At the end of the day, then, it seems that Christians who accept evolution and those who deny evolution are operating with differing views of the doctrine of creation. However, even if agreement may be reached over this issue, the proponent of God-guided evolution must reconcile the biblical material on death with its positive function in his model. It seems to me that this cannot be done in a way that is fair to both biblical text and evolutionary thought. Evolution requires that death serve a creative function, and the Bible precludes such an understanding of death; therefore, the Evangelical must reject evolution as the means by which God creates.
In this section, Jeff Schloss begins his response to Dr. John Laing
In his thoughtful, gracious, and fair-minded essay, Professor John Laing focuses on what many believers and non-believers alike recognize as perhaps the most significant challenge to faith in an all-good, -knowing, and -powerful Creator God: the problem of natural evil, and in particular, the acrid sting of death. While the issue is an ancient one, Laing—and many other contemporary commentators who range from sympathetic to antagonistic toward biblical theism—view evolution as exacerbating the problem to the point that one must choose between the good God of Scripture and the truth of evolution. Although the general issue of “evolution and evil” is manifold and beyond the scope of a single essay, John (if I may), zeros in on two ways in which evolution seems to aggravate the particular theological challenge of death. First, in the view of Scripture, death is “an invader, disturber of the peace, and a force of evil”; therefore its primordial (as opposed to post hoc) place in the world described by evolution seems incommensurate with an originally good creation.
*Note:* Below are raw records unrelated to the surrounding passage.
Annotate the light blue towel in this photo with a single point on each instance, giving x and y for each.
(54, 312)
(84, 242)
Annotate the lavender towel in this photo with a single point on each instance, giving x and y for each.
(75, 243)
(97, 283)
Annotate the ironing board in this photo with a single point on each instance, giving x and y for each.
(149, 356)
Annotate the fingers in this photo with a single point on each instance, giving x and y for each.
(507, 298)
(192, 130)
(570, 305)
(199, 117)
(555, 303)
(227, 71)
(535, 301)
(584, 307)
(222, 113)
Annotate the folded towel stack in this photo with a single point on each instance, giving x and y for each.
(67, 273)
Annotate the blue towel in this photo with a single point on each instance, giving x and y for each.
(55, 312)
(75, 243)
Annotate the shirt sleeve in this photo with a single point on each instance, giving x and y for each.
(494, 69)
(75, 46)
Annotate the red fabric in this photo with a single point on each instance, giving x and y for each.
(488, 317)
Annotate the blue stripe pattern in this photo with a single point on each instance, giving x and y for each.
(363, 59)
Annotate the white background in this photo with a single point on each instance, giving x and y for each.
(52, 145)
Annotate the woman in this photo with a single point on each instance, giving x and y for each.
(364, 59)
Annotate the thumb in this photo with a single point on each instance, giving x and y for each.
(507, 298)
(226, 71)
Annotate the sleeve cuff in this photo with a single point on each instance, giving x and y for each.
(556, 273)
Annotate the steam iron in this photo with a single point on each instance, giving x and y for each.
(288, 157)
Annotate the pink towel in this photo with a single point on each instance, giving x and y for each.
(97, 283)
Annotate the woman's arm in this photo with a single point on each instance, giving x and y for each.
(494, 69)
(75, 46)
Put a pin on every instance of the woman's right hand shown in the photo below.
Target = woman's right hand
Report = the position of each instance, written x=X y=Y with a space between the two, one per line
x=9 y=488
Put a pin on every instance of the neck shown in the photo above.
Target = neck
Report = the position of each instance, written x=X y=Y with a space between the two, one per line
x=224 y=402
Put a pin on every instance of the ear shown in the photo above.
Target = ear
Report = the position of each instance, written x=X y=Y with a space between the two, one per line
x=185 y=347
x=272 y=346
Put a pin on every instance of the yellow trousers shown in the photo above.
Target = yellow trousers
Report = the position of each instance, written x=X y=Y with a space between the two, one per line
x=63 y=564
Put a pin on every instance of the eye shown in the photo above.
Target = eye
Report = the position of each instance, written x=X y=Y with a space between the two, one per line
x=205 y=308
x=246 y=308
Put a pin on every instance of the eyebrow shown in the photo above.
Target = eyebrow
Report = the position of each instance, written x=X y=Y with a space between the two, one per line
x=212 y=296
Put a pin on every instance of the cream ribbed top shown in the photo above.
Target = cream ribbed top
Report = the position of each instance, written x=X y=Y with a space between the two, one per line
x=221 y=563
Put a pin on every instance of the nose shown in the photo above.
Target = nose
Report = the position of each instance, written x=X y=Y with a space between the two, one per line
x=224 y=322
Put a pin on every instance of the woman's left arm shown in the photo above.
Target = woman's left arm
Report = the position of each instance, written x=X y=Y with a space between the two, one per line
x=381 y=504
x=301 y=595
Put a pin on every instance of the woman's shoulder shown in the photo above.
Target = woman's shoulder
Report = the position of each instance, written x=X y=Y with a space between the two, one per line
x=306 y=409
Second, it is not just the primordial place but also the functional role of death that appears to constitute a problem: evolution by natural selection is widely viewed as being driven by death, and more generally by fierce competition, in a way that seems hard to reconcile as a mode of creation that a wise and good God would employ.
I agree with John that these are serious issues. Little is accomplished either by glibly dismissing their prima facie legitimacy or by responding with theological concessions that relinquish core claims of the gospel. In his words: “a fundamental aspect of the good news in the Gospel is the defeat of death—this negative, destroying force—in the resurrection of Christ.” Amen! In what follows I hope to engage sequentially both issues he raises in a way that takes them seriously while avoiding compromised hope.
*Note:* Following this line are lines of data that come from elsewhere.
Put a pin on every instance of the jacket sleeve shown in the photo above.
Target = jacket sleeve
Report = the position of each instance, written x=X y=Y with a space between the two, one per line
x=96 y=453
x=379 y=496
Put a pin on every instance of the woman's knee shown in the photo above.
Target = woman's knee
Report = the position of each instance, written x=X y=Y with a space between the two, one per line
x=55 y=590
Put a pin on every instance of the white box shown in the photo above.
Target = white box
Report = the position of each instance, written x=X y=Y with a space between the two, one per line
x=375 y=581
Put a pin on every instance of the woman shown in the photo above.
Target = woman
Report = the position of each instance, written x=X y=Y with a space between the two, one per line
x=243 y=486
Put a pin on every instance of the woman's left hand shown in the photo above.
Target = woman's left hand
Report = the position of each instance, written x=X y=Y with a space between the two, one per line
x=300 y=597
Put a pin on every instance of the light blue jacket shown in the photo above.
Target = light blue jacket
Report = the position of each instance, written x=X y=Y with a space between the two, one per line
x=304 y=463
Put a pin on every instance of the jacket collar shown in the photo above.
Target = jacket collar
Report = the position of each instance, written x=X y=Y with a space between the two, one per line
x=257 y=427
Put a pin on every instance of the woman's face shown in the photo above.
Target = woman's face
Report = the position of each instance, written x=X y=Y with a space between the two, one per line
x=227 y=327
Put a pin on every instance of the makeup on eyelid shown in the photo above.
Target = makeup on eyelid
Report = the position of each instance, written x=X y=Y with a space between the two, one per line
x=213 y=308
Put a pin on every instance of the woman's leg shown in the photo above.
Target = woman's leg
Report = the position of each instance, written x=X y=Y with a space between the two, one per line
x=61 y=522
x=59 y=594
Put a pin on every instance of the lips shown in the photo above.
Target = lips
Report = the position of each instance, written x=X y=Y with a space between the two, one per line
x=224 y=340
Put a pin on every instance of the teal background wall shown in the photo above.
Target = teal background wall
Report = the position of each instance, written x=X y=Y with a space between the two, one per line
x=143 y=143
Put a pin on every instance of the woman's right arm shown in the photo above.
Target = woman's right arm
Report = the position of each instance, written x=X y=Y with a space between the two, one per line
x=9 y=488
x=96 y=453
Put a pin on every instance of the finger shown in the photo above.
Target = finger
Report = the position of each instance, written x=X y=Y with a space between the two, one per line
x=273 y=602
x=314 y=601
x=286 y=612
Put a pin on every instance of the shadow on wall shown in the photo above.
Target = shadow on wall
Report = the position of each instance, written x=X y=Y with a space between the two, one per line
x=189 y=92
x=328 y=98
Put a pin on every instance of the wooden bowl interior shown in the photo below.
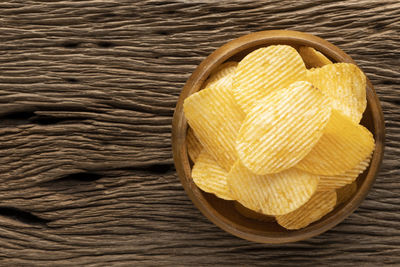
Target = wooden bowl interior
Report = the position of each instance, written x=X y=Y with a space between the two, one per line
x=224 y=214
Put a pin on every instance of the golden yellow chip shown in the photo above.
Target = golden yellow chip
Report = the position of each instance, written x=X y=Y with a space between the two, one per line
x=279 y=131
x=266 y=70
x=313 y=58
x=251 y=214
x=342 y=147
x=272 y=194
x=318 y=206
x=331 y=182
x=215 y=118
x=210 y=177
x=193 y=145
x=344 y=84
x=346 y=192
x=222 y=76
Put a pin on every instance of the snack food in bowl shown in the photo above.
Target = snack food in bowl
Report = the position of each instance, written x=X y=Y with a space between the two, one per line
x=276 y=128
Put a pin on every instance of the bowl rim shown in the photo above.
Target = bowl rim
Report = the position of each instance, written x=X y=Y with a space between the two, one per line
x=179 y=128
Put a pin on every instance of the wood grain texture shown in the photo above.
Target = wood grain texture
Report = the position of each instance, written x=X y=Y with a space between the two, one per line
x=87 y=92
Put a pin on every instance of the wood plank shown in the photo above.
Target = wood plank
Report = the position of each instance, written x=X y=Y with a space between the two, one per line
x=87 y=92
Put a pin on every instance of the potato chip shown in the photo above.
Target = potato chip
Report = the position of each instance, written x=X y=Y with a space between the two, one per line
x=331 y=182
x=265 y=70
x=280 y=130
x=210 y=177
x=272 y=194
x=342 y=147
x=345 y=84
x=318 y=206
x=251 y=214
x=215 y=118
x=346 y=192
x=222 y=76
x=194 y=146
x=313 y=58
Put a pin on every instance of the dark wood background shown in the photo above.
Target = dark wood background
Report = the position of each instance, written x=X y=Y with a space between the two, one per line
x=87 y=93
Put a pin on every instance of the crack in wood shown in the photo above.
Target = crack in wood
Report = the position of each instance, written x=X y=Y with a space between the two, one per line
x=22 y=216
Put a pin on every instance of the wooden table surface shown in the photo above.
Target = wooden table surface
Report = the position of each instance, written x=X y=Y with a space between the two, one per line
x=88 y=89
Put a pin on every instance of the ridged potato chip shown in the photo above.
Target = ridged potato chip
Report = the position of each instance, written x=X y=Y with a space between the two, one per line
x=313 y=58
x=280 y=130
x=222 y=76
x=194 y=146
x=346 y=192
x=210 y=177
x=251 y=214
x=265 y=70
x=318 y=206
x=344 y=84
x=342 y=147
x=272 y=194
x=330 y=182
x=215 y=118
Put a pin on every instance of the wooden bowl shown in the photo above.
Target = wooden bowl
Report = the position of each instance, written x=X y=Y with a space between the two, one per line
x=222 y=212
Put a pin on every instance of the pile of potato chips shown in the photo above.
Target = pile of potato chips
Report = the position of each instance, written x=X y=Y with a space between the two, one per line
x=279 y=133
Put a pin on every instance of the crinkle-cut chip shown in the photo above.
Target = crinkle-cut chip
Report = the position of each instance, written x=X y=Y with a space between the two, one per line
x=210 y=177
x=331 y=182
x=216 y=119
x=313 y=58
x=194 y=146
x=265 y=70
x=346 y=192
x=344 y=84
x=251 y=214
x=319 y=205
x=272 y=194
x=342 y=147
x=222 y=76
x=282 y=128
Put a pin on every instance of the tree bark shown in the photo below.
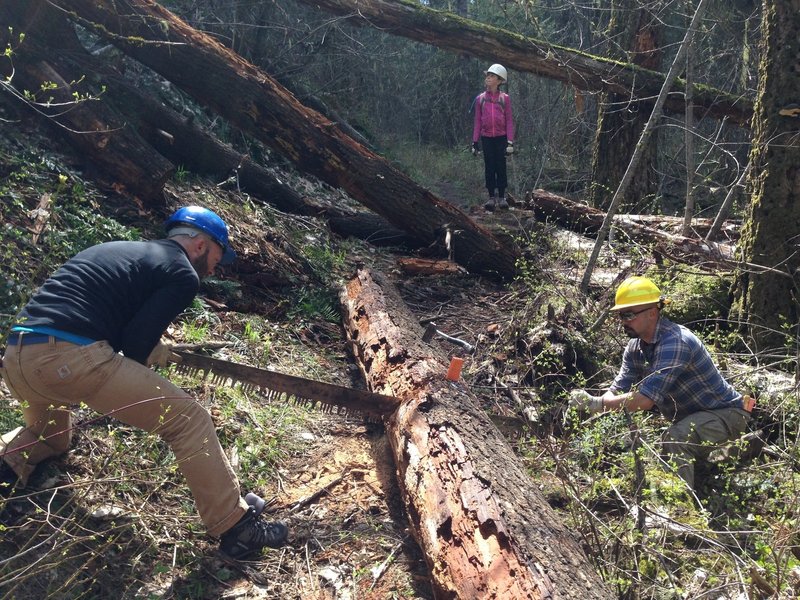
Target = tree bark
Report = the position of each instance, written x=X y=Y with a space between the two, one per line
x=257 y=104
x=584 y=71
x=551 y=208
x=620 y=121
x=97 y=132
x=769 y=300
x=641 y=145
x=481 y=521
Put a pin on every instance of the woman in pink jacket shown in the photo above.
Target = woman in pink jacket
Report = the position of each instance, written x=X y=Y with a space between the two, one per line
x=494 y=127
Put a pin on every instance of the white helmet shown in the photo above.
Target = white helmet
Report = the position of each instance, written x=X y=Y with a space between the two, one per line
x=498 y=70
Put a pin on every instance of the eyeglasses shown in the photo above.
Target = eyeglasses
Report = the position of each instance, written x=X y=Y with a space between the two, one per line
x=630 y=315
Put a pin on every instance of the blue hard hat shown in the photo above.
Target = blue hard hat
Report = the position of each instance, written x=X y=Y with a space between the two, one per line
x=206 y=221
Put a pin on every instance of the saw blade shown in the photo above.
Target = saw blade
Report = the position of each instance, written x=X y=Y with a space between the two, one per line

The Primordial Place of Death
I need to start by acknowledging that these are not just arid intellectual issues but also profoundly personal ones. I have just returned from keeping vigil at the deathbed of my father, and the sting of death is especially acute. The fact that every son sees his father die (or worse, that a parent may see a child die)—that in some sense, universal human death is part of the current “natural order” we all experience—offers no solace for the tearful remonstration of what an awful violation it is. It is a violation not just of our deepest desires, but also of what we construe to be God’s purposes, for the God of Scripture is not a mere field of energy or prime mover or initial organizing principle, but is wondrously and clearly portrayed as “the living God” whose explicit purpose is that we “have life, and have it in abundance.” Indeed, in the most extensive section of his essay John cites over 40 Scripture passages that affirm life as God’s intention for humanity and death as an intrusive, subverting consequence of sin. I could not be in stronger concord.
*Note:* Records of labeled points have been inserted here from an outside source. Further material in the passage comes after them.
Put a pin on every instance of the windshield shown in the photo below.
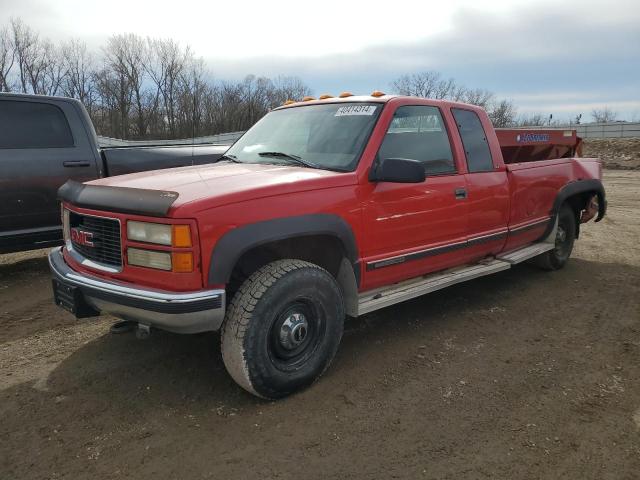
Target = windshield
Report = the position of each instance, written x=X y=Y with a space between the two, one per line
x=330 y=136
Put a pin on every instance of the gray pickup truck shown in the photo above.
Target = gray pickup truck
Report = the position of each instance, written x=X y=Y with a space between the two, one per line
x=45 y=141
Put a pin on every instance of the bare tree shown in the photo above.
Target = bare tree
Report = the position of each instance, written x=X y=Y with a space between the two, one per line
x=604 y=115
x=427 y=84
x=125 y=55
x=287 y=88
x=7 y=58
x=533 y=120
x=25 y=44
x=502 y=114
x=478 y=96
x=166 y=64
x=79 y=69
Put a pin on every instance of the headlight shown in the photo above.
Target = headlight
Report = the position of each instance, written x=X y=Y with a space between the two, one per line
x=149 y=232
x=159 y=233
x=149 y=258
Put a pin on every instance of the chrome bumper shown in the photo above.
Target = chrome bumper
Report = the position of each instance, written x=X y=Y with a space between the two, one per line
x=189 y=312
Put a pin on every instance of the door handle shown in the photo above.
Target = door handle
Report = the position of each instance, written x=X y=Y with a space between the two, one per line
x=76 y=163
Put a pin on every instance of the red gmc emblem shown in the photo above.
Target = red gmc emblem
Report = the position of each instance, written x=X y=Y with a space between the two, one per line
x=81 y=237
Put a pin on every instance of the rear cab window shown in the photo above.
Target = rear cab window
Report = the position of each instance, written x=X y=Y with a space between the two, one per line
x=474 y=140
x=417 y=132
x=33 y=125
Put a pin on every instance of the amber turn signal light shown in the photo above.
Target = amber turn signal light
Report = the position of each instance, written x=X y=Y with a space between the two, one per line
x=182 y=262
x=181 y=236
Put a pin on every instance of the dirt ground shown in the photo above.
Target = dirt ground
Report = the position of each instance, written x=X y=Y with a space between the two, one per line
x=525 y=374
x=615 y=153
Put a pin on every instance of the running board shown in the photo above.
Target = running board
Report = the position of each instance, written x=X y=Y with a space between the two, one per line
x=526 y=253
x=399 y=292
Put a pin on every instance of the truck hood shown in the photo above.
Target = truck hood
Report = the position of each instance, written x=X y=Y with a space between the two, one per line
x=222 y=183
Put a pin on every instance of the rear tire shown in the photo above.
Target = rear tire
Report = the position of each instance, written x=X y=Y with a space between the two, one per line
x=283 y=328
x=565 y=237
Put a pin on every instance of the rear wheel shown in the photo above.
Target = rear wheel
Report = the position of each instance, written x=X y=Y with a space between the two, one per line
x=565 y=237
x=283 y=328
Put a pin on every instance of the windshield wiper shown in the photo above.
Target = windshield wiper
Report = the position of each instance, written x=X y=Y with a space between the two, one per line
x=231 y=158
x=289 y=156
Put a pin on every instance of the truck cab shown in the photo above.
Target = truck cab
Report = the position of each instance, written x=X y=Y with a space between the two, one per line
x=324 y=209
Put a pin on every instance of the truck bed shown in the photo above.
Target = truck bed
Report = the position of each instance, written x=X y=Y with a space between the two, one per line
x=529 y=145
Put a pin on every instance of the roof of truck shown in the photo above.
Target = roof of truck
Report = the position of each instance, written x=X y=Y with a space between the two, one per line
x=376 y=97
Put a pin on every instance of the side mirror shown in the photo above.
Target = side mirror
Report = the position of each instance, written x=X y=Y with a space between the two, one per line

Although all Christians have traditionally affirmed resurrection (for both the redeemed and unredeemed), there have been longstanding debates about whether the life that is redemptively restored in Christ and the death that is brought about by sin is “spiritual” (involving the vitality or disruption of communion with God) or “physical” (involving the viability or dissolution of biotic function). Of course these are not mutually exclusive, and perhaps they are not even ultimately distinguishable. But however one understands death to be an incursion upon human telos, it does not answer or even clearly bear upon the evolution-related question of whether other living beings beyond and before humans were created to be immortal. “Violence” in western thought has often been understood as a disruption of natural ends: but do we assume that all creatures share the same “natural end”? For instance, is the nature or telos of worms immortality? Is death a violation of all creaturely natures that was therefore absent from earth prior to initial human intimacy with and subsequent estrangement from God? Significantly, not a single one of the Scriptures John cites explicitly refers or even vaguely alludes to the general place of death in the natural order: virtually every one emphatically focuses on death as a consequence of sin for uniquely human moral agents, and—correspondingly—on eternal life as God’s special purpose for supernaturally redeemed humanity.1 Indeed, I am at a loss to find in the entire Bible a Scripture that clearly teaches death across the entire biotic realm postdates and is a consequence of human sin.2 Neither is this point affirmed or even mentioned in the most prominent historic creeds of Christian orthodoxy.
Yet none of this means that there is not an issue here. The view that death in all creation is not endemic but followed from a recent human fall was—with the exception of Aquinas and a few others—the dominant perspective of the church fathers, key reformers, and most Christians through the 17th Century (see sidebar). However, by the same token, so was geocentrism and so was the doctrine of human exceptionalism. Virtually all Christians have relinquished geocentrism in light of utterly compelling scientific evidence along with the recognition—in part motivated but not dictated by findings of science—that no clear and persistent scriptural teaching or core theological doctrine is compromised by this view.3 On the other hand, the claim of exceptionalism continues to be affirmed by many Christians – including myself – in light of important theological commitments and ongoing scientific discussion.
So is the primordial nature of death more like geocentrism, or more like human exceptionalism? Scientifically, there is little question that it is more akin to geocentrism. Over the last three centuries the empirical evidence for and the explanatory fruitfulness of the view that earth’s biota and death’s existence vastly predate the origin of humans have increased explosively—arguably to an extent beyond any other finding of science. Amongst tens of thousands of natural scientists, there is virtually unanimous agreement on this point.4 I should be clear that this is not an ad hominem argument: to say the evidential and demographic situation is similar to geocentrism is not in itself to claim that the “recent death” position is wrong. Nor is it an ad populum argument: neither John nor I have space to assess scientific evidence for this claim, and the fact that the overwhelming majority of Christian and non-Christian scientists have for several centuries shared the “primordial death” view does not make it true. But it does mean that if that view is to be rejected for the kinds of theological reasons that John raises, it seems there should be unambiguous scriptural warrant for that rejection. Failing that, then there needs to be a compelling theological rationale and a decided lack of plausible alternatives posited by fellow orthodox Christians.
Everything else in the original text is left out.